PA: You learn about how science works in society. The interpretation of evidence seems to work along the lines that you see you want to believe, a phenomenon known as confirmation bias. You realize that science isn't a cold, critical appraisal of the facts. It also has emotions and politics and all sorts of things wrapped up in it. Which I knew before, but this research has just confirmed that. It's been very interesting.
RW: You were doing big data before that was fashionable. So how does this work change today, given the proliferation of electronic health records and the new capacity of computers to crunch big data?

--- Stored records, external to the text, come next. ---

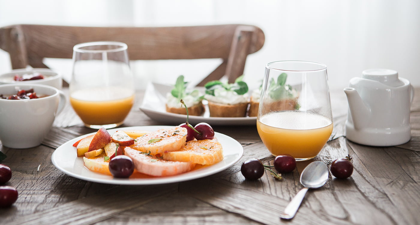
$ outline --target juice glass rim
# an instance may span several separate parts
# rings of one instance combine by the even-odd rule
[[[94,46],[99,45],[110,45],[116,47],[111,49],[92,50],[85,49],[81,48],[88,46]],[[73,47],[73,51],[81,53],[99,53],[99,52],[115,52],[127,50],[127,44],[120,42],[113,41],[89,42],[78,44]]]
[[[314,69],[302,69],[302,70],[297,70],[297,69],[283,69],[280,68],[278,68],[273,67],[272,65],[273,64],[282,64],[286,63],[295,63],[297,65],[298,64],[306,64],[310,65],[312,64],[313,65],[317,65],[319,67],[318,68],[314,68]],[[283,61],[276,61],[274,62],[271,62],[271,63],[268,63],[265,65],[265,68],[267,69],[270,70],[275,70],[279,71],[293,71],[293,72],[307,72],[307,71],[321,71],[323,70],[325,70],[327,69],[327,66],[325,64],[323,63],[316,63],[315,62],[312,62],[310,61],[302,61],[302,60],[287,60]]]

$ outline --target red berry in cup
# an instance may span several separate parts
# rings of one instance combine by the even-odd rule
[[[353,173],[353,164],[349,155],[344,159],[336,160],[331,164],[331,173],[334,176],[340,179],[349,177]]]
[[[5,183],[9,181],[12,177],[12,170],[10,167],[0,164],[0,184]]]
[[[10,186],[0,186],[0,208],[9,207],[18,199],[18,191]]]
[[[274,169],[281,173],[290,173],[296,168],[296,160],[289,154],[278,155],[274,159]]]
[[[117,155],[109,161],[109,172],[114,177],[126,178],[134,171],[134,163],[126,155]]]
[[[194,133],[194,136],[197,140],[213,139],[214,138],[214,131],[211,126],[207,123],[200,123],[195,125],[194,128],[199,132]]]
[[[264,174],[264,165],[257,159],[247,160],[242,164],[241,173],[248,180],[257,180]]]

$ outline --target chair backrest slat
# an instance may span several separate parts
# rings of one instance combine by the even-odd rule
[[[210,76],[226,74],[231,81],[243,73],[247,56],[261,48],[265,37],[258,27],[241,24],[153,27],[20,24],[0,28],[0,48],[9,53],[13,69],[28,65],[46,67],[44,58],[71,58],[75,45],[98,41],[127,44],[133,60],[222,58],[222,65]]]

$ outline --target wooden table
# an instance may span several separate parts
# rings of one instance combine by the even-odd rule
[[[240,172],[243,162],[256,157],[272,165],[274,158],[255,126],[214,126],[215,131],[236,139],[244,150],[239,162],[216,174],[167,184],[103,184],[70,177],[51,162],[57,147],[94,131],[82,126],[68,105],[43,144],[30,149],[0,149],[7,155],[2,163],[13,170],[6,184],[19,192],[12,207],[0,209],[0,224],[420,224],[420,98],[415,98],[412,107],[411,141],[375,147],[344,136],[347,103],[342,92],[331,93],[333,133],[314,160],[331,164],[350,154],[353,175],[344,180],[330,176],[323,187],[310,190],[291,220],[281,220],[279,215],[302,188],[300,173],[312,161],[298,162],[297,170],[283,174],[283,181],[268,173],[256,181],[245,180]],[[420,96],[420,89],[416,92]],[[168,125],[152,120],[140,111],[142,92],[136,97],[123,126]]]

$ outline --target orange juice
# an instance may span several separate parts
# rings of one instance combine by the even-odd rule
[[[289,154],[301,161],[319,153],[331,135],[333,123],[322,116],[287,111],[262,116],[257,128],[273,155]]]
[[[134,93],[116,87],[80,89],[70,94],[70,103],[87,124],[119,125],[133,106]]]

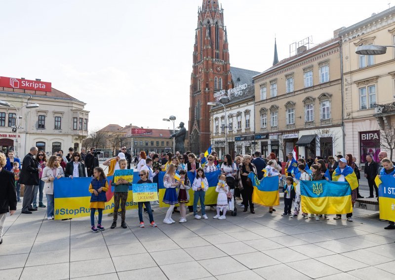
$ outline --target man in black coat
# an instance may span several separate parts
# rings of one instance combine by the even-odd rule
[[[0,153],[0,244],[3,243],[3,228],[7,212],[13,215],[16,210],[14,174],[3,168],[5,163],[5,155]]]
[[[33,189],[35,186],[40,183],[39,173],[42,170],[39,167],[39,162],[34,158],[38,151],[37,147],[30,148],[30,152],[25,156],[22,164],[19,183],[25,185],[22,209],[22,212],[24,214],[31,214],[31,211],[37,210],[32,207],[32,203],[34,198]]]
[[[365,164],[365,177],[367,179],[367,183],[369,185],[369,192],[370,198],[374,197],[373,196],[373,187],[376,191],[376,197],[379,197],[379,189],[374,182],[374,179],[377,175],[379,170],[379,165],[377,162],[373,160],[372,156],[367,155],[366,156],[366,163]]]

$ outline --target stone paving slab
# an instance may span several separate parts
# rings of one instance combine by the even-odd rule
[[[226,220],[162,222],[166,208],[154,207],[158,228],[140,228],[137,211],[126,212],[128,228],[90,231],[88,217],[48,221],[46,209],[20,210],[5,221],[0,245],[0,280],[395,279],[395,231],[366,210],[353,222],[282,217],[257,206]],[[21,204],[18,204],[20,207]],[[178,220],[179,214],[173,218]],[[94,269],[92,268],[94,268]]]

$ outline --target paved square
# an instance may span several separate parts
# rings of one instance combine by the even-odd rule
[[[235,217],[172,225],[167,209],[154,207],[157,228],[138,227],[137,210],[127,229],[90,231],[88,217],[48,221],[45,209],[8,216],[0,245],[0,280],[22,279],[395,279],[395,231],[372,212],[355,209],[354,221],[282,217],[240,209]],[[18,204],[19,207],[20,205]],[[179,214],[173,218],[178,220]]]

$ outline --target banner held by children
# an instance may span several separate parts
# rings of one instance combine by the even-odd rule
[[[156,201],[158,200],[156,183],[133,184],[132,188],[133,202]]]
[[[347,182],[300,182],[302,211],[304,213],[335,214],[353,211],[351,188]]]

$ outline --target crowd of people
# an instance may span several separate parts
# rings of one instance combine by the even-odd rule
[[[107,201],[106,192],[110,186],[108,185],[104,171],[99,167],[99,162],[94,148],[89,149],[86,154],[84,149],[80,153],[75,151],[73,148],[69,149],[69,153],[65,156],[62,150],[58,151],[56,155],[46,158],[46,154],[43,151],[39,151],[37,147],[32,147],[29,153],[25,156],[21,163],[20,160],[14,157],[13,151],[8,152],[6,157],[0,153],[0,201],[2,208],[0,209],[0,238],[2,225],[5,220],[5,214],[9,211],[13,214],[16,210],[18,202],[21,202],[20,191],[23,187],[24,194],[21,212],[31,214],[38,208],[47,207],[43,203],[43,194],[45,194],[47,204],[47,218],[54,218],[53,181],[55,178],[62,177],[71,178],[79,177],[92,177],[89,186],[89,191],[91,193],[90,200],[91,230],[97,232],[104,230],[102,225],[102,212]],[[200,219],[202,217],[207,219],[208,216],[206,212],[206,206],[216,211],[213,218],[225,219],[227,210],[231,208],[230,202],[232,198],[237,200],[242,200],[238,205],[248,211],[255,213],[254,206],[252,202],[254,188],[252,182],[248,175],[253,173],[258,179],[261,180],[265,176],[278,176],[279,182],[282,184],[284,193],[284,212],[283,216],[289,216],[291,218],[297,217],[301,208],[300,195],[300,180],[319,180],[326,179],[338,181],[345,181],[345,172],[354,172],[359,180],[360,179],[360,168],[357,166],[355,157],[347,154],[345,157],[337,155],[329,156],[327,162],[322,157],[312,157],[306,161],[299,157],[297,159],[297,172],[289,172],[290,167],[294,161],[292,153],[287,155],[288,160],[282,164],[274,153],[267,156],[262,156],[259,151],[253,155],[246,154],[236,155],[234,160],[229,154],[225,155],[223,160],[220,161],[217,157],[216,152],[213,151],[207,157],[201,153],[197,157],[195,154],[187,151],[183,154],[177,152],[175,155],[168,152],[160,155],[154,152],[146,154],[140,151],[133,161],[135,168],[139,173],[140,180],[138,183],[158,182],[159,172],[165,172],[163,177],[163,185],[165,191],[162,201],[169,205],[166,211],[163,223],[171,224],[175,223],[172,218],[174,212],[180,212],[179,222],[187,221],[186,205],[190,200],[193,200],[193,205],[188,206],[189,211],[193,212],[194,218]],[[387,158],[387,153],[381,151],[378,155],[380,162],[375,162],[370,155],[366,156],[366,163],[364,167],[364,176],[366,178],[369,188],[369,198],[374,198],[374,194],[378,199],[378,190],[374,179],[376,175],[380,177],[385,175],[394,175],[394,165],[395,163]],[[107,176],[112,175],[115,171],[120,169],[130,169],[132,162],[132,156],[126,152],[125,147],[121,147],[116,157],[105,161],[103,165],[108,167]],[[209,187],[206,175],[208,173],[220,170],[218,185],[215,191],[218,193],[217,204],[205,205],[205,192]],[[193,181],[190,181],[187,173],[191,172],[196,174]],[[296,175],[297,173],[298,174]],[[282,174],[286,175],[285,180],[282,180]],[[334,175],[336,175],[335,176]],[[113,222],[111,229],[117,226],[118,211],[121,215],[121,227],[127,228],[125,223],[125,205],[127,199],[127,192],[131,182],[123,179],[116,183],[112,183],[114,187]],[[188,190],[192,188],[194,191],[193,199],[190,197]],[[39,196],[38,203],[37,196]],[[358,188],[352,192],[352,202],[354,206],[356,200],[362,197],[359,194]],[[158,202],[138,203],[138,214],[140,227],[145,227],[143,219],[143,209],[149,215],[150,224],[153,227],[157,225],[154,221],[154,210],[151,205],[158,205]],[[198,205],[198,203],[200,205]],[[179,205],[179,209],[175,207]],[[269,211],[273,213],[276,209],[272,206]],[[120,210],[119,210],[119,208]],[[199,210],[201,215],[198,214]],[[94,224],[94,216],[96,210],[98,213],[98,223]],[[328,215],[315,213],[301,213],[306,219],[315,218],[319,220],[323,217],[329,220]],[[352,222],[353,213],[348,213],[346,218]],[[341,219],[341,215],[337,214],[333,217],[335,220]],[[393,222],[385,228],[386,229],[395,229]],[[0,239],[0,243],[2,240]]]

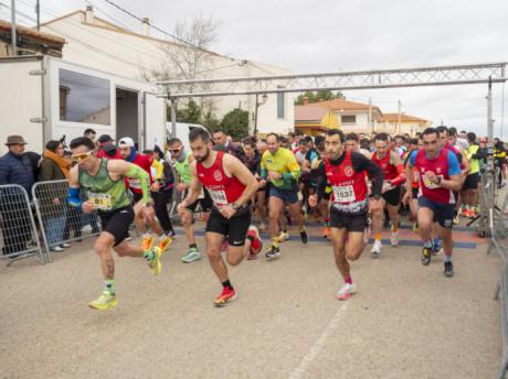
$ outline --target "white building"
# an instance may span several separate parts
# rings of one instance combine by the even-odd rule
[[[63,47],[64,61],[137,80],[154,78],[150,75],[154,69],[160,69],[170,63],[167,52],[182,48],[173,42],[150,36],[150,26],[147,22],[140,25],[139,33],[135,33],[96,17],[92,7],[87,7],[86,11],[77,10],[45,22],[41,30],[66,40],[67,43]],[[292,74],[285,68],[235,59],[213,52],[205,52],[203,59],[207,72],[200,78]],[[248,110],[251,131],[253,130],[255,96],[227,96],[214,98],[213,101],[219,118],[239,105],[242,109]],[[287,133],[293,129],[294,95],[268,95],[266,104],[258,106],[258,132]]]

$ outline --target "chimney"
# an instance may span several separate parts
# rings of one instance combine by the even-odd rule
[[[94,23],[94,7],[92,6],[86,6],[85,23]]]
[[[142,18],[141,22],[142,35],[150,35],[150,20],[148,18]]]

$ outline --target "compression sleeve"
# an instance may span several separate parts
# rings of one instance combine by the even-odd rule
[[[67,203],[74,208],[82,206],[83,202],[80,197],[80,188],[68,187],[67,188]]]
[[[144,204],[150,203],[151,202],[150,175],[148,175],[148,173],[145,170],[137,166],[136,164],[130,164],[130,167],[127,171],[126,176],[139,180],[139,182],[141,183],[141,192],[142,192],[141,201]]]

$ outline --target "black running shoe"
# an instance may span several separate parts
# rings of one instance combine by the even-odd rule
[[[269,248],[269,250],[266,251],[265,257],[266,257],[268,260],[278,258],[278,257],[281,257],[281,249],[279,249],[278,247],[275,247],[275,246],[272,245],[272,247]]]
[[[303,243],[307,243],[309,241],[309,236],[307,235],[307,230],[301,230],[300,231],[300,238]]]
[[[422,264],[428,266],[431,264],[431,256],[432,256],[432,247],[423,247],[422,250]]]
[[[445,274],[446,278],[452,278],[452,277],[454,275],[453,263],[452,263],[452,261],[445,262],[445,271],[444,271],[444,274]]]

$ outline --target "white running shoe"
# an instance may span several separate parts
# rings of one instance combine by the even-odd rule
[[[373,257],[379,257],[381,255],[381,251],[383,250],[383,245],[381,243],[381,240],[374,240],[374,245],[372,246],[372,252]]]
[[[337,300],[348,300],[351,295],[357,292],[357,288],[353,284],[345,283],[339,291],[336,293]]]
[[[392,243],[393,247],[399,245],[399,236],[396,231],[392,231],[392,237],[390,238],[390,242]]]

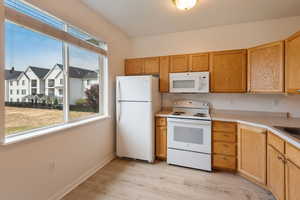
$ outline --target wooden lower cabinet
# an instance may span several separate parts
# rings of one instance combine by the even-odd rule
[[[277,200],[285,199],[285,157],[268,145],[267,186]]]
[[[300,167],[287,160],[286,163],[286,200],[300,199]],[[280,199],[279,199],[280,200]]]
[[[167,159],[167,119],[164,117],[156,118],[155,130],[155,156],[158,159]]]
[[[213,168],[236,171],[236,131],[233,122],[213,121]]]
[[[252,126],[238,128],[238,171],[250,180],[267,184],[267,131]]]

PA: Well, it's blurring this distinction between clinical data and administrative data. It opens up a whole new potential. In a way, primary care in the UK is well ahead of hospitals in terms of electronic health records. They've had them for decades. Practically 100% of primary care practices are now computerized. That is a very rich source of information. We're beginning to use some of that data linked to hospital data to learn more about the patient journey from the first primary care consultation up to the procedure in hospital. So, that is allowing us to look at more of the patient experience within the health care system.
I'm also very interested in not just surveillance at a hospital level, consultant level, or GP level, but also using real-time data to assist in monitoring patients. We've done a little bit of work around failure to rescue as an indicator. The increase in the amount of real-time observation data is a potential tool to identify patients who might be deteriorating more quickly. At our local hospital, we now have electronic nursing observation data. It seems that we can start to use either more traditional statistical methods to look at changes in those observations or start to begin to use some of the algorithms and techniques involved in artificial intelligence to pick out patterns in deteriorating patients. The richness and the volume of data is going to allow us to do much more interesting things.